WASHINGTON — Tesla reported 273 vehicle crashes involving advanced driving assistance systems like Autopilot since July, while Honda Motor identified 90, data from U.S. auto safety regulators released on Wednesday showed.
The companies made the disclosures to the National Highway Traffic Safety Administration (NHTSA) after the regulator issued an order in June 2021 requiring automakers and tech companies to immediately report all crashes involving advanced driver assistance systems (ADAS), such as lane-keeping and adaptive cruise control, and vehicles equipped with automated driving systems being tested on public roads.
Of the 392 total crashes involving ADAS reported by a dozen automakers, six deaths were reported and five had serious injuries.
NHTSA said Alphabet Inc’s self-driving car unit Waymo reported 62 crashes involving vehicles with automated driving systems, while General Motors’ Cruise had 23.
NHTSA said the data has already been used to trigger investigations and recalls and helped inform existing defect probes. The agency did not immediately identify who was at fault in crashes and will release more detailed information on individual incidents later on Wednesday.
The agency emphasized crashes are tracked by individual automakers in different ways and discouraged comparisons of performance among automakers in part because there aren’t comprehensive metrics on how widely each system is used.

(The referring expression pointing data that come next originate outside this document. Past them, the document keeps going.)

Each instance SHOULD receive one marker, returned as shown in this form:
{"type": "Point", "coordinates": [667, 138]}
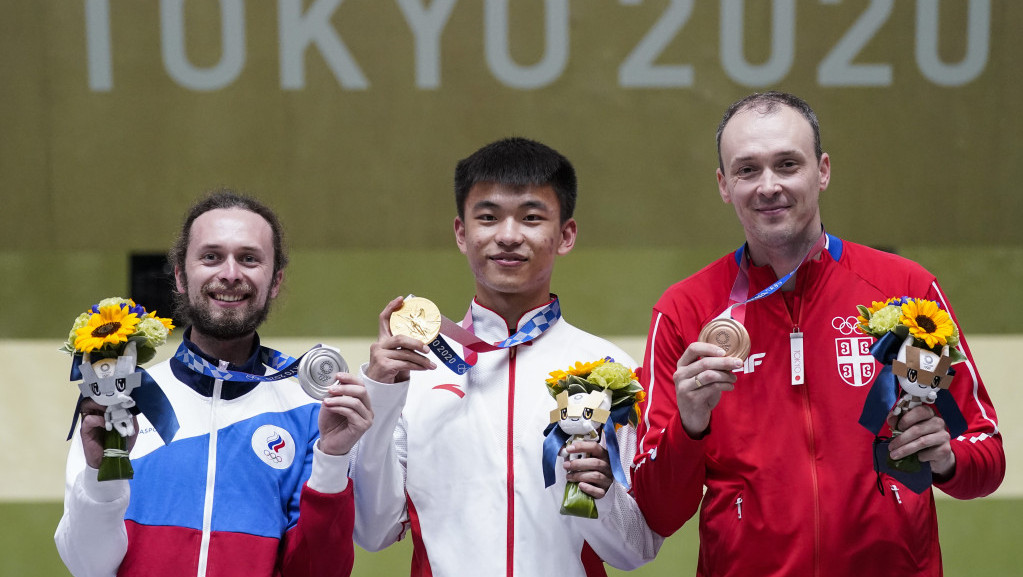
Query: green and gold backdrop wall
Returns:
{"type": "Point", "coordinates": [349, 116]}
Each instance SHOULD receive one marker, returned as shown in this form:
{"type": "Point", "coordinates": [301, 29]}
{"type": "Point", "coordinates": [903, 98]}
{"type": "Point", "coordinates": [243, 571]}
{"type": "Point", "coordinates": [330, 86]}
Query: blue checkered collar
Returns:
{"type": "Point", "coordinates": [490, 326]}
{"type": "Point", "coordinates": [204, 385]}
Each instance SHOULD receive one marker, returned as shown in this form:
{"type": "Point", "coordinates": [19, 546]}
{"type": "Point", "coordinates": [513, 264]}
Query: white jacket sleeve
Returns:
{"type": "Point", "coordinates": [91, 536]}
{"type": "Point", "coordinates": [620, 534]}
{"type": "Point", "coordinates": [379, 469]}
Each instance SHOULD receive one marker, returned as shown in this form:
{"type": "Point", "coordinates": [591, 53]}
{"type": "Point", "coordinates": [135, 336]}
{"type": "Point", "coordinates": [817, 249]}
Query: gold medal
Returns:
{"type": "Point", "coordinates": [729, 335]}
{"type": "Point", "coordinates": [418, 318]}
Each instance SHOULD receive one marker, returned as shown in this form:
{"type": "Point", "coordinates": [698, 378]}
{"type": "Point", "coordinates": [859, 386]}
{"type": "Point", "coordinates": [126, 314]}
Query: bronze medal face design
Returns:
{"type": "Point", "coordinates": [316, 370]}
{"type": "Point", "coordinates": [729, 335]}
{"type": "Point", "coordinates": [418, 318]}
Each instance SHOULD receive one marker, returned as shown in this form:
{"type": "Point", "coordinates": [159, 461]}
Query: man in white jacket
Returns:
{"type": "Point", "coordinates": [217, 500]}
{"type": "Point", "coordinates": [456, 458]}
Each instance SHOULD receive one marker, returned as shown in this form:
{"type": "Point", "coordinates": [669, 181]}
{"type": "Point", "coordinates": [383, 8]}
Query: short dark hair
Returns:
{"type": "Point", "coordinates": [517, 162]}
{"type": "Point", "coordinates": [228, 198]}
{"type": "Point", "coordinates": [767, 103]}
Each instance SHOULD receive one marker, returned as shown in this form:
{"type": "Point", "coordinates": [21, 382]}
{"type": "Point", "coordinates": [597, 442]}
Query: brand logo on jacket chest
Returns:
{"type": "Point", "coordinates": [273, 446]}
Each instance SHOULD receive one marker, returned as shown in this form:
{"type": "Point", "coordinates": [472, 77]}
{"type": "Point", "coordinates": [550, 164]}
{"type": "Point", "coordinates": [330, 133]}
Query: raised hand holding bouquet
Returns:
{"type": "Point", "coordinates": [592, 399]}
{"type": "Point", "coordinates": [107, 343]}
{"type": "Point", "coordinates": [917, 344]}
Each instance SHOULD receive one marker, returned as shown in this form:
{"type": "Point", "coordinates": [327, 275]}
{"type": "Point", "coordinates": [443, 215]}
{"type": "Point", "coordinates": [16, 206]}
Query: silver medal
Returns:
{"type": "Point", "coordinates": [316, 370]}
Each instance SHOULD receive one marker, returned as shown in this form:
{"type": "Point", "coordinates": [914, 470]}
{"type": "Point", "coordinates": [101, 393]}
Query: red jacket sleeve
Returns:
{"type": "Point", "coordinates": [320, 543]}
{"type": "Point", "coordinates": [669, 470]}
{"type": "Point", "coordinates": [980, 459]}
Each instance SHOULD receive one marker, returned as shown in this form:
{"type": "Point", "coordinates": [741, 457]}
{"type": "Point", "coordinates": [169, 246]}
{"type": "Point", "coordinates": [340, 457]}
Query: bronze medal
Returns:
{"type": "Point", "coordinates": [729, 335]}
{"type": "Point", "coordinates": [418, 318]}
{"type": "Point", "coordinates": [316, 370]}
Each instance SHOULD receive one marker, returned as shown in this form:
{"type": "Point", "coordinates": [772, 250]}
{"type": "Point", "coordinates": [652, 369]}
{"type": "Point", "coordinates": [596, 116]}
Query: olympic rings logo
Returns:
{"type": "Point", "coordinates": [846, 325]}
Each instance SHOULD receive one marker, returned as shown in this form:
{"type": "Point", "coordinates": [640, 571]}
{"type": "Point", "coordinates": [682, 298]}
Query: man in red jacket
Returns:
{"type": "Point", "coordinates": [789, 474]}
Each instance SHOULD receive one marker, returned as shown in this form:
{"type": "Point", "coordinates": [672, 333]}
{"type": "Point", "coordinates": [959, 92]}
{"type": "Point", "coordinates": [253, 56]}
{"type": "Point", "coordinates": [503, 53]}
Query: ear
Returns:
{"type": "Point", "coordinates": [569, 231]}
{"type": "Point", "coordinates": [722, 187]}
{"type": "Point", "coordinates": [179, 280]}
{"type": "Point", "coordinates": [825, 168]}
{"type": "Point", "coordinates": [459, 234]}
{"type": "Point", "coordinates": [275, 285]}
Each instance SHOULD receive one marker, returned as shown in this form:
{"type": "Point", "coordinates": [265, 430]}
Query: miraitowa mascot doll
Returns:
{"type": "Point", "coordinates": [120, 334]}
{"type": "Point", "coordinates": [591, 398]}
{"type": "Point", "coordinates": [921, 373]}
{"type": "Point", "coordinates": [913, 373]}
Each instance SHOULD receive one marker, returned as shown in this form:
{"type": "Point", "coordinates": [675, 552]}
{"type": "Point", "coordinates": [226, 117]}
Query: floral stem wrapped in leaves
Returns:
{"type": "Point", "coordinates": [592, 398]}
{"type": "Point", "coordinates": [107, 343]}
{"type": "Point", "coordinates": [918, 342]}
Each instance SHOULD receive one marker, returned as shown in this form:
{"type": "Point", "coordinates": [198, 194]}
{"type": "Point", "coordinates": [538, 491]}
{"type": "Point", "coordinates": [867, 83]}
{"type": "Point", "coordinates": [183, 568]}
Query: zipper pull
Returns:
{"type": "Point", "coordinates": [796, 356]}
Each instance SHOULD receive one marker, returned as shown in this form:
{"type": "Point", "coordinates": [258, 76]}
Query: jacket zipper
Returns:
{"type": "Point", "coordinates": [898, 499]}
{"type": "Point", "coordinates": [211, 478]}
{"type": "Point", "coordinates": [509, 563]}
{"type": "Point", "coordinates": [813, 479]}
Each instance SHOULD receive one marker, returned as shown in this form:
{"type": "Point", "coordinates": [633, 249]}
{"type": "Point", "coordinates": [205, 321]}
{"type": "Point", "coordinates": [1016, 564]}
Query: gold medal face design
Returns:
{"type": "Point", "coordinates": [418, 318]}
{"type": "Point", "coordinates": [729, 335]}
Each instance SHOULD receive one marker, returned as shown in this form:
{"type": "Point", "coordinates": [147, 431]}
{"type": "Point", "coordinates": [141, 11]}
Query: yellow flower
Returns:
{"type": "Point", "coordinates": [927, 322]}
{"type": "Point", "coordinates": [112, 324]}
{"type": "Point", "coordinates": [579, 369]}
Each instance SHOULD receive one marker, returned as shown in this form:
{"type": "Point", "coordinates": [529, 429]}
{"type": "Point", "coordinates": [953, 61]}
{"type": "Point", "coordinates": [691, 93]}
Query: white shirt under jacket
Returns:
{"type": "Point", "coordinates": [466, 451]}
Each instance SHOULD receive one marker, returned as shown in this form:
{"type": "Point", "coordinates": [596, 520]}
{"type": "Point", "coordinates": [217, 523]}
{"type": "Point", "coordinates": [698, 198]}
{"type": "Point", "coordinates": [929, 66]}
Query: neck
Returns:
{"type": "Point", "coordinates": [512, 307]}
{"type": "Point", "coordinates": [234, 351]}
{"type": "Point", "coordinates": [785, 258]}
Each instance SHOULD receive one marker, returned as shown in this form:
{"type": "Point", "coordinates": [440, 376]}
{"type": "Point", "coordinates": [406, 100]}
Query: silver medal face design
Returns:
{"type": "Point", "coordinates": [729, 335]}
{"type": "Point", "coordinates": [316, 370]}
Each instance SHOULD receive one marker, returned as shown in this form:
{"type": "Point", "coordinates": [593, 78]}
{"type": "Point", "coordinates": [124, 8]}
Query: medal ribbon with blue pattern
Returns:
{"type": "Point", "coordinates": [285, 365]}
{"type": "Point", "coordinates": [536, 325]}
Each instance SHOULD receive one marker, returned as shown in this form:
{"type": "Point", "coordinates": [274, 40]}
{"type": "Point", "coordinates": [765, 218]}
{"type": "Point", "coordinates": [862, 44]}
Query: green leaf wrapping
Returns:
{"type": "Point", "coordinates": [115, 467]}
{"type": "Point", "coordinates": [578, 503]}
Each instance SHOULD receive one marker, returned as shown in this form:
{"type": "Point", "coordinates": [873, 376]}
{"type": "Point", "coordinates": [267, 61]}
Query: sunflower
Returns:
{"type": "Point", "coordinates": [927, 322]}
{"type": "Point", "coordinates": [579, 369]}
{"type": "Point", "coordinates": [110, 324]}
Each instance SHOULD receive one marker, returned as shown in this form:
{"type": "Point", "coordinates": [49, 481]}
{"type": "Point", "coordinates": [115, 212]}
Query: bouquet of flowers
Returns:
{"type": "Point", "coordinates": [930, 325]}
{"type": "Point", "coordinates": [917, 342]}
{"type": "Point", "coordinates": [592, 397]}
{"type": "Point", "coordinates": [107, 342]}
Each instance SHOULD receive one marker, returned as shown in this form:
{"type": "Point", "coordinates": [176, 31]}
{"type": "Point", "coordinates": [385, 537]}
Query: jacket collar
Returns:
{"type": "Point", "coordinates": [490, 326]}
{"type": "Point", "coordinates": [204, 385]}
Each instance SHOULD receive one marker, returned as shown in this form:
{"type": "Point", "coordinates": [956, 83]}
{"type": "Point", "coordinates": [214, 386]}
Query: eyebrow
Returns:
{"type": "Point", "coordinates": [219, 247]}
{"type": "Point", "coordinates": [490, 205]}
{"type": "Point", "coordinates": [780, 153]}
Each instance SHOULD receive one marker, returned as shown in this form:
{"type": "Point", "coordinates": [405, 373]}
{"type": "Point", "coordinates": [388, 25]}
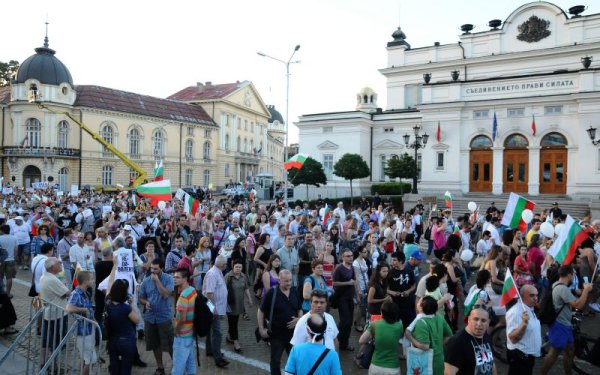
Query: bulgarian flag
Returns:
{"type": "Point", "coordinates": [448, 199]}
{"type": "Point", "coordinates": [157, 191]}
{"type": "Point", "coordinates": [77, 270]}
{"type": "Point", "coordinates": [564, 248]}
{"type": "Point", "coordinates": [159, 171]}
{"type": "Point", "coordinates": [190, 205]}
{"type": "Point", "coordinates": [509, 290]}
{"type": "Point", "coordinates": [514, 210]}
{"type": "Point", "coordinates": [296, 161]}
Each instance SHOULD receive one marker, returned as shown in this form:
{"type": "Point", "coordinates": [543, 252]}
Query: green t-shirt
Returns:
{"type": "Point", "coordinates": [439, 329]}
{"type": "Point", "coordinates": [386, 343]}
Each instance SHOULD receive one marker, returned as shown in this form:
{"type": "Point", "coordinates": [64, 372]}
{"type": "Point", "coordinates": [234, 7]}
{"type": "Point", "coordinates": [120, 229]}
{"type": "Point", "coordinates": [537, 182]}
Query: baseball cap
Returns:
{"type": "Point", "coordinates": [417, 255]}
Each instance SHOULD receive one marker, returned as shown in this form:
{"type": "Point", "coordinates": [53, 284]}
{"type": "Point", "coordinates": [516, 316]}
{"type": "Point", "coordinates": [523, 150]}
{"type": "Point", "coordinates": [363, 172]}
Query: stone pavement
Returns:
{"type": "Point", "coordinates": [253, 360]}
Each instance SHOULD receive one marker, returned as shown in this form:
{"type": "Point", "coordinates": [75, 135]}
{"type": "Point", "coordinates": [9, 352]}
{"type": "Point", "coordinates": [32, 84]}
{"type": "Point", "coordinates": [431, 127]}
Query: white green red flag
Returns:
{"type": "Point", "coordinates": [190, 205]}
{"type": "Point", "coordinates": [563, 250]}
{"type": "Point", "coordinates": [296, 161]}
{"type": "Point", "coordinates": [159, 171]}
{"type": "Point", "coordinates": [448, 199]}
{"type": "Point", "coordinates": [514, 210]}
{"type": "Point", "coordinates": [157, 191]}
{"type": "Point", "coordinates": [509, 289]}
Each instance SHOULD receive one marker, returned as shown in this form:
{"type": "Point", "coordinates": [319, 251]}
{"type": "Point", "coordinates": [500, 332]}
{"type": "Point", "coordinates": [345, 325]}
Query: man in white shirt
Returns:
{"type": "Point", "coordinates": [318, 303]}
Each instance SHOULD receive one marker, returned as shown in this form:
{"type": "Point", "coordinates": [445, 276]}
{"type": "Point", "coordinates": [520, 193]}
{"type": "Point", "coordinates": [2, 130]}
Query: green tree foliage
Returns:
{"type": "Point", "coordinates": [401, 167]}
{"type": "Point", "coordinates": [6, 71]}
{"type": "Point", "coordinates": [351, 167]}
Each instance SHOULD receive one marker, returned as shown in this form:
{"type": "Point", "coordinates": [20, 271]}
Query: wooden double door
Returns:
{"type": "Point", "coordinates": [481, 170]}
{"type": "Point", "coordinates": [516, 170]}
{"type": "Point", "coordinates": [553, 171]}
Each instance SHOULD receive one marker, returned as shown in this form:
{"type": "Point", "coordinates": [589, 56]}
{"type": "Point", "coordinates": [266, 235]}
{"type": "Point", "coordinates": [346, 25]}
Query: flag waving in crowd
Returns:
{"type": "Point", "coordinates": [563, 250]}
{"type": "Point", "coordinates": [514, 210]}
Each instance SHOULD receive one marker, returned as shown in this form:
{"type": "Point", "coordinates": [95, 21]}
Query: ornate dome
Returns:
{"type": "Point", "coordinates": [44, 67]}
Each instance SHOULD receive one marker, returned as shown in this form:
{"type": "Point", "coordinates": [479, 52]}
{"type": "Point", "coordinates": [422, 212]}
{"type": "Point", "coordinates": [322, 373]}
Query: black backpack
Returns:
{"type": "Point", "coordinates": [547, 313]}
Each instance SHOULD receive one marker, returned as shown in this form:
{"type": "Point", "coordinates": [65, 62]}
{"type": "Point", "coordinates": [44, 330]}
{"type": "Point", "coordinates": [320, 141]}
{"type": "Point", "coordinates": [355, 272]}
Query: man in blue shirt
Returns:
{"type": "Point", "coordinates": [313, 354]}
{"type": "Point", "coordinates": [80, 303]}
{"type": "Point", "coordinates": [155, 295]}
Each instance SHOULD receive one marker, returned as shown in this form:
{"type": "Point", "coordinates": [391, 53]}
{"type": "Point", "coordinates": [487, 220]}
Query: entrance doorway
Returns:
{"type": "Point", "coordinates": [31, 174]}
{"type": "Point", "coordinates": [516, 164]}
{"type": "Point", "coordinates": [481, 165]}
{"type": "Point", "coordinates": [553, 164]}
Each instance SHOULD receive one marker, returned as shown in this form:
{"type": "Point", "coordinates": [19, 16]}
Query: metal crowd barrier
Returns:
{"type": "Point", "coordinates": [51, 346]}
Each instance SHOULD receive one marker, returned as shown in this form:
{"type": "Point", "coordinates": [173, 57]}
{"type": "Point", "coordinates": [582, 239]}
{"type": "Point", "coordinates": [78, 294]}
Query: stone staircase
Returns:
{"type": "Point", "coordinates": [577, 209]}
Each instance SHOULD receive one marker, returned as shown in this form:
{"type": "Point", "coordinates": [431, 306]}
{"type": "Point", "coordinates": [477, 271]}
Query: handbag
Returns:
{"type": "Point", "coordinates": [420, 361]}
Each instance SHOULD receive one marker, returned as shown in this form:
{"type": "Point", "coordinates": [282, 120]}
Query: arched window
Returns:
{"type": "Point", "coordinates": [33, 133]}
{"type": "Point", "coordinates": [107, 175]}
{"type": "Point", "coordinates": [134, 143]}
{"type": "Point", "coordinates": [554, 139]}
{"type": "Point", "coordinates": [481, 141]}
{"type": "Point", "coordinates": [63, 134]}
{"type": "Point", "coordinates": [107, 133]}
{"type": "Point", "coordinates": [63, 179]}
{"type": "Point", "coordinates": [206, 150]}
{"type": "Point", "coordinates": [158, 144]}
{"type": "Point", "coordinates": [516, 140]}
{"type": "Point", "coordinates": [189, 149]}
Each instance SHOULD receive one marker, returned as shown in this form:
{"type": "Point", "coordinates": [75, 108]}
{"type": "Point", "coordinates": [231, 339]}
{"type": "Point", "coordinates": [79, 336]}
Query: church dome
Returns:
{"type": "Point", "coordinates": [44, 67]}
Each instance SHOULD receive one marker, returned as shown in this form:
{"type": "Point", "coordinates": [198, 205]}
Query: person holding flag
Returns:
{"type": "Point", "coordinates": [523, 332]}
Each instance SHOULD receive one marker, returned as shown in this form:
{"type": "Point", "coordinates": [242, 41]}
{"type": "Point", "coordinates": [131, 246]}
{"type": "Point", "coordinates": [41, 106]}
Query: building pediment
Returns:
{"type": "Point", "coordinates": [387, 144]}
{"type": "Point", "coordinates": [328, 145]}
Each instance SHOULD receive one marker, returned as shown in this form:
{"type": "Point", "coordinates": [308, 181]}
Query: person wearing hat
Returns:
{"type": "Point", "coordinates": [555, 211]}
{"type": "Point", "coordinates": [21, 229]}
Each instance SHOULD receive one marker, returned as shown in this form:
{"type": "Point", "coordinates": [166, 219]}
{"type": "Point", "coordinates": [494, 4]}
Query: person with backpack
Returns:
{"type": "Point", "coordinates": [523, 333]}
{"type": "Point", "coordinates": [560, 333]}
{"type": "Point", "coordinates": [183, 342]}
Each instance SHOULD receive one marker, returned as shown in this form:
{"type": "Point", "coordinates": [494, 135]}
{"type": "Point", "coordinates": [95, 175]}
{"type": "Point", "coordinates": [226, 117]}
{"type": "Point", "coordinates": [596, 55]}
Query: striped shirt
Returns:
{"type": "Point", "coordinates": [185, 307]}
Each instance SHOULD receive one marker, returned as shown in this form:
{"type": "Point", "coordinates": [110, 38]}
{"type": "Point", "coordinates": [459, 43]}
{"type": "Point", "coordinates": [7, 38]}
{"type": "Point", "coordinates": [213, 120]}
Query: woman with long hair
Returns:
{"type": "Point", "coordinates": [270, 277]}
{"type": "Point", "coordinates": [377, 292]}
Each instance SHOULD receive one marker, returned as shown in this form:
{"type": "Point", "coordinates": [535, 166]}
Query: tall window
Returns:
{"type": "Point", "coordinates": [33, 128]}
{"type": "Point", "coordinates": [63, 179]}
{"type": "Point", "coordinates": [107, 133]}
{"type": "Point", "coordinates": [107, 175]}
{"type": "Point", "coordinates": [328, 165]}
{"type": "Point", "coordinates": [63, 134]}
{"type": "Point", "coordinates": [206, 177]}
{"type": "Point", "coordinates": [188, 177]}
{"type": "Point", "coordinates": [189, 150]}
{"type": "Point", "coordinates": [134, 143]}
{"type": "Point", "coordinates": [206, 150]}
{"type": "Point", "coordinates": [158, 144]}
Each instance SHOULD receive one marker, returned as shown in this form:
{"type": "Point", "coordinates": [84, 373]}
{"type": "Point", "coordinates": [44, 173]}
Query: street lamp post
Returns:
{"type": "Point", "coordinates": [419, 142]}
{"type": "Point", "coordinates": [287, 107]}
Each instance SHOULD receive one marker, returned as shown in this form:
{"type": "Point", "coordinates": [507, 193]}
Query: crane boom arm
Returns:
{"type": "Point", "coordinates": [142, 175]}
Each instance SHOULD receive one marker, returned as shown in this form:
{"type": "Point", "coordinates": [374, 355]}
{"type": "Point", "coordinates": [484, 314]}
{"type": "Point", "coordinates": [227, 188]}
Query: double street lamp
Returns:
{"type": "Point", "coordinates": [419, 142]}
{"type": "Point", "coordinates": [287, 105]}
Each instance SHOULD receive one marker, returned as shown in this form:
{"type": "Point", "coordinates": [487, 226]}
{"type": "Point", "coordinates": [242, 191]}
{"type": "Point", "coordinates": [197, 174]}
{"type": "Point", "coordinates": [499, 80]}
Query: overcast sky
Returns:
{"type": "Point", "coordinates": [159, 47]}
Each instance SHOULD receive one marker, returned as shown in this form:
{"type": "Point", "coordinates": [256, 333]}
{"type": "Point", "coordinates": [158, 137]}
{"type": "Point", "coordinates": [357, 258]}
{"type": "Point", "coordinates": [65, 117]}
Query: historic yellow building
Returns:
{"type": "Point", "coordinates": [40, 145]}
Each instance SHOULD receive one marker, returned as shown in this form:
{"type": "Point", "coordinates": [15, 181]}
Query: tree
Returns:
{"type": "Point", "coordinates": [311, 173]}
{"type": "Point", "coordinates": [401, 167]}
{"type": "Point", "coordinates": [351, 167]}
{"type": "Point", "coordinates": [6, 71]}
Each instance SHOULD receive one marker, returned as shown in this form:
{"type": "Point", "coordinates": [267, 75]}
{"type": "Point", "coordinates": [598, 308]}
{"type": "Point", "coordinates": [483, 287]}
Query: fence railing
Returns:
{"type": "Point", "coordinates": [56, 342]}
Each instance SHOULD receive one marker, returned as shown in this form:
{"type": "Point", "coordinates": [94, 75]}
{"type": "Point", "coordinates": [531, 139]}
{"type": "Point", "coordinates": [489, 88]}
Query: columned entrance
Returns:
{"type": "Point", "coordinates": [516, 164]}
{"type": "Point", "coordinates": [31, 174]}
{"type": "Point", "coordinates": [481, 165]}
{"type": "Point", "coordinates": [553, 164]}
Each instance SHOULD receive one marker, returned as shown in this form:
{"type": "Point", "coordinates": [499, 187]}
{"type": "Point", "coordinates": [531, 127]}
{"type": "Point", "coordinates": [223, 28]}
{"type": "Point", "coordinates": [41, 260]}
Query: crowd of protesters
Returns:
{"type": "Point", "coordinates": [401, 280]}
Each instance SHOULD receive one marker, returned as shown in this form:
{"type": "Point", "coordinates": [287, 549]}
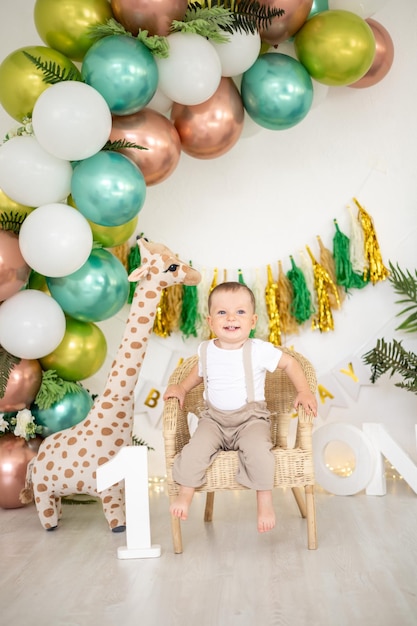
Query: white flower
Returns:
{"type": "Point", "coordinates": [23, 419]}
{"type": "Point", "coordinates": [4, 425]}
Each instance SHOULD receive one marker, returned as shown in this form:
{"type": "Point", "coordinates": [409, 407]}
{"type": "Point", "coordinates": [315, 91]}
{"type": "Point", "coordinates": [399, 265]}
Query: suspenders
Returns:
{"type": "Point", "coordinates": [247, 365]}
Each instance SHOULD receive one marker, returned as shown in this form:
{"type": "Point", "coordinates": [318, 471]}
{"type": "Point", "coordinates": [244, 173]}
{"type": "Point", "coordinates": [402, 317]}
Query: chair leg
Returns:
{"type": "Point", "coordinates": [299, 498]}
{"type": "Point", "coordinates": [208, 511]}
{"type": "Point", "coordinates": [176, 533]}
{"type": "Point", "coordinates": [311, 518]}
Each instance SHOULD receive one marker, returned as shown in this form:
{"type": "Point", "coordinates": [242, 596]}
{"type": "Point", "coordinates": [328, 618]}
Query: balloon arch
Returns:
{"type": "Point", "coordinates": [61, 192]}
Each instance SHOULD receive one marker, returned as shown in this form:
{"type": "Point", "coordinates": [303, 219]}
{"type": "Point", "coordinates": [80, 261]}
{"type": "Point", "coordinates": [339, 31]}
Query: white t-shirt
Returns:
{"type": "Point", "coordinates": [226, 386]}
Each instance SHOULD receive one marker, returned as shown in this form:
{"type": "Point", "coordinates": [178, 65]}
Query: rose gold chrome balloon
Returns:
{"type": "Point", "coordinates": [154, 16]}
{"type": "Point", "coordinates": [14, 271]}
{"type": "Point", "coordinates": [22, 386]}
{"type": "Point", "coordinates": [384, 57]}
{"type": "Point", "coordinates": [157, 134]}
{"type": "Point", "coordinates": [284, 27]}
{"type": "Point", "coordinates": [212, 128]}
{"type": "Point", "coordinates": [15, 454]}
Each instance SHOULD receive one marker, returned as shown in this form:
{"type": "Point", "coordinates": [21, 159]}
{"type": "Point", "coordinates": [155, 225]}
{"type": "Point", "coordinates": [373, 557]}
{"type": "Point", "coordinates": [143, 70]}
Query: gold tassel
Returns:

Tesla, Cruise and Waymo did not immediately respond to requests for comment.
Japan’s Honda told Reuters it had found no defects in the systems and its crash reports were based on unverified customer statements “to comply with NHTSA’s 24-hour reporting deadline.”
No other automaker reported more than 10 ADAS crashes during the period.
Despite the limitations, NHTSA said the data was essential in order to quickly spot potential defects or safety trends. Incidents that occur when an advanced system was engaged within 30 seconds of a crash must be reported within 24 hours to NHTSA.
“By providing NHTSA with critical and timely safety data this will help our investigators quickly identify potential defect trends,” NHTSA Administrator Steven Cliff told reporters. He cautioned the raw number of incidents reported per manufacturer “is by itself inadequate to draw conclusions.”
The agency plans to release new data monthly.
NHTSA has been scrutinizing Autopilot and said last week it was upgrading its probe into 830,000 Tesla vehicles with the system, a required step before it could seek a recall. The regulator had opened a preliminary evaluation to assess the performance of Autopilot after about a dozen crashes in which Tesla vehicles struck stopped emergency vehicles.
Separately, NHTSA has opened 35 special crash investigations involving Tesla vehicles in which ADAS was suspected of being used. A total of 14 crash deaths have been reported in those Tesla investigations, including a May California crash that killed three people.
Tesla says Autopilot allows the vehicles to brake and steer automatically within their lanes but does not make them capable of driving themselves.